And yes many supertall buildings were not built with the streetscape in mind-but that does not mean that they have to continue to be built that way. And nobody is advocating housing all the children in the World in highrises, are they? What percentage of the city of Chicago is covered in highrises?-what percentage of the population lives in highrises and exactly who are the expected tenants of these supertall buildings? Nobody is talking about leveling entire cities to build Le Corb nightmares or rehousing the population of Chicago in supertalls. No body is speaking in those extremes, so why are you mentioning them?
I will admit that the supertalls I have visited that I have personal experience with were not very pleasant at street level-especially the old WTC-that Austin J. Toba plaza was awful-windswept and desolate, with trash being swept up in small whirlwinds everywhere. But that does not mean they
have to be built like that in massive sterile supercomplexes. We have learned from that-or at least we should have.

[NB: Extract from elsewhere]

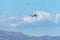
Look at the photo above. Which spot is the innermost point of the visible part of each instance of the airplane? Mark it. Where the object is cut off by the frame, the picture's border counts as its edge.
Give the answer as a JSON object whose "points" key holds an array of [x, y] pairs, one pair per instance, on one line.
{"points": [[34, 15]]}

You make some good points that I agree with, I just do not think in extremes like that-I make my own decisions on what I like based on my own criteria. If those spaces that are devoid of highrises are what your prefer, fine. But yours is just an opinion just like mine.
And I would ideally like a mixed environment-I would not want to live in a museum city like Venice or much of Paris for that matter. And just how affordable are those tmuseum cities for children and the poor? Aren't they pretty much send to the outskirts?
I also do not like areas like Pudong or Dubai not only because they are harsh at street level, but because they are the skyscraper equivalent of botanical gardens, full of exotic species (many quite unattractive) that individually scream for attention but end up making a jarring and disturbing skyline statement.
*Since you mentioned NYC (Greenwich Village) explain to me the negatives of 9 Dekalb now under construction in Brooklyn. Tell me how what was there before surpasses and is better than what is going in now, and that any negatives of that building outweigh the positives.